Мне стукнуло тридцать пять… Хороший – если не б`ольший – кусок жизни остался позади. Что в ней было? Одно можно сказать определенно – я везунчик. Таких обычно ненавидят и побаиваются, к таким тянутся только для того, чтобы почерпнуть энергии, подпитаться и идти дальше.
…В Афгане меня не шлепнули, и я попросился на второй срок, а когда благополучно оттрубил и его, остался на следующий. На меня смотрели, как на идиота или же – законченного убийцу. Я и правда чувствовал себя не совсем нормальным. В моей голове словно крутилась бесконечная бабина кинопленки, на которую я отстраненно фиксировал события. Единственное, чего я не хотел, – валяться с развороченным пахом посреди чужого поля, как Серега из Набережных Челнов. Вернее, посреди поля – это еще можно, но развороченный пах… Снесенный череп, как у Кольки из Луганска, меня бы устроил больше. Вообще, самым страшным было не присутствие смерти, а мысль о том, что с тобой будут делать потом, – как поволокут в брезенте в глинобитную мазанку, называющуюся «моргом», притрусят дустом или еще каким дезинфицирующим порошком… Но это в лучшем случае, если подберут свои. Понимая, что я попал в глобальную пертурбацию, почти в Средневековье, я обращал внимание на детали, понимая, что только они имеют хоть какой-то смысл и осязаемую фактуру. Моя память зафиксировала множество различных вещей, которые мучают меня по ночам до сих пор: разрезанная пополам крыса (она пробежала по столу как раз в тот момент, когда мы глушили спирт, поминая Серегу, и наш старлей перерубил ее ножом, словно в ней воплотилась смерть нашего товарища), розовый сосок, светящийся в прорехе бесформенного вороха тряпья, прикрывающего то, что некогда было человеческим существом, испуганные черные глаза Зульфики (полусумасшедшей юной пуштунки, следовавшей за нами) в тот момент, когда Тимохин делал к ней свой «третий подход»… Три кратковременных отпуска я провел неподалеку, в Таджикистане. Я не рвался увидеть чистую постель и вид на набережную Днепра из окна своей спальни. Себя в той жизни я не видел.

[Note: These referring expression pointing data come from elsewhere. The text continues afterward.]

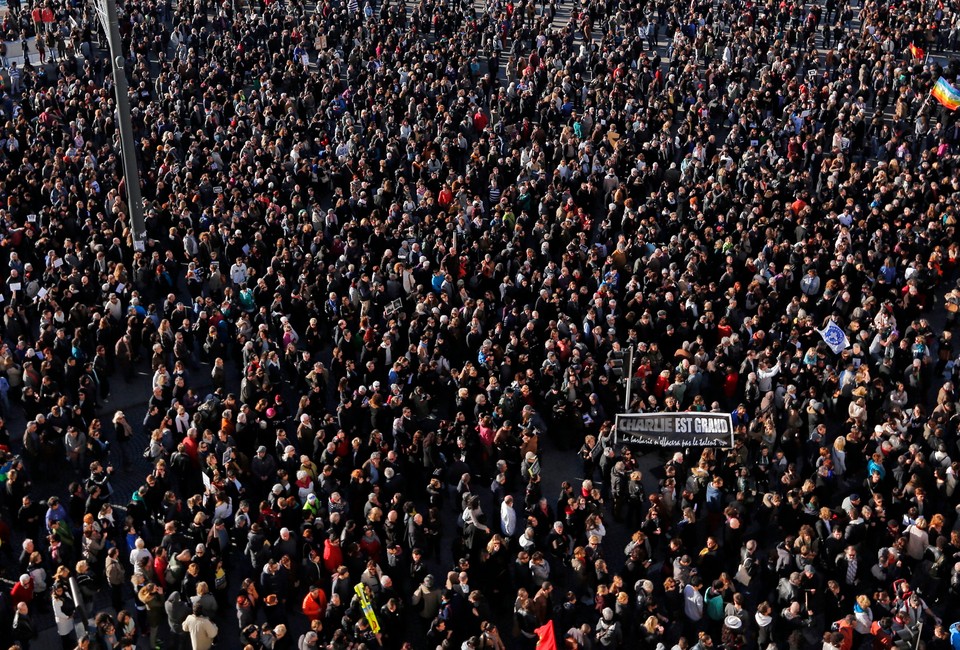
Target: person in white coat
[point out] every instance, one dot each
(201, 629)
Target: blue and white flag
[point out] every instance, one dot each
(835, 337)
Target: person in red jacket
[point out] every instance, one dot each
(332, 554)
(22, 591)
(315, 604)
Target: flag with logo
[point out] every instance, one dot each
(834, 336)
(946, 94)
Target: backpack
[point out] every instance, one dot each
(67, 606)
(713, 605)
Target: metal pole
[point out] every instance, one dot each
(109, 19)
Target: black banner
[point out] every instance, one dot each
(686, 429)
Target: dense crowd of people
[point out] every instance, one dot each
(411, 250)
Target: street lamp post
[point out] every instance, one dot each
(109, 19)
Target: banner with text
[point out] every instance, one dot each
(686, 429)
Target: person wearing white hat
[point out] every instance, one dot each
(609, 632)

Родители забрасывали меня письмами. И только когда неожиданно замолчали, я решил, что пора вернуться. Я отказался от направления в военную академию, чем несказанно удивил командование, и поехал домой. По дороге я читал Хэмингуэя, покуривал «травку» в туалетах поездов и думал, что я – типичный представитель «потерянного поколения».
2
Я вернулся весной, а летом по настоянию родителей восстановился в институте. Это не стоило мне большого труда, как шесть лет назад, – я просто надел форму. Меня окружали малолетки, в некоторых я видел себя… Конечно, я узнал о Лизе. В первый день занятий, идя по коридору, я мечтал встретить ее. Хотя за день до того был уверен, что отрезал этот кусок своей жизни навсегда. Ничего подобного! Я все так же мечтал увидеть ее. Проклятье! И все же я знал, что теперь все может быть по-другому. Я уже не был изнеженным дураком мальчишкой, выглядел намного старше своих лет, хотя мне едва исполнилось двадцать четыре. Я знал, что смогу взять ее за руку, даже если она этого не захочет. Но мои ожидания оказались напрасными – на кафедре телережиссуры сказали, что Елизавета Тенецкая давно уже не работает здесь, а где она – неизвестно. По старому адресу она не жила, а другого я не знал… В бане у центральной площади больше не было того кафе. Да и самой бани не было, в этом здании уже расположилась какая-то административная контора.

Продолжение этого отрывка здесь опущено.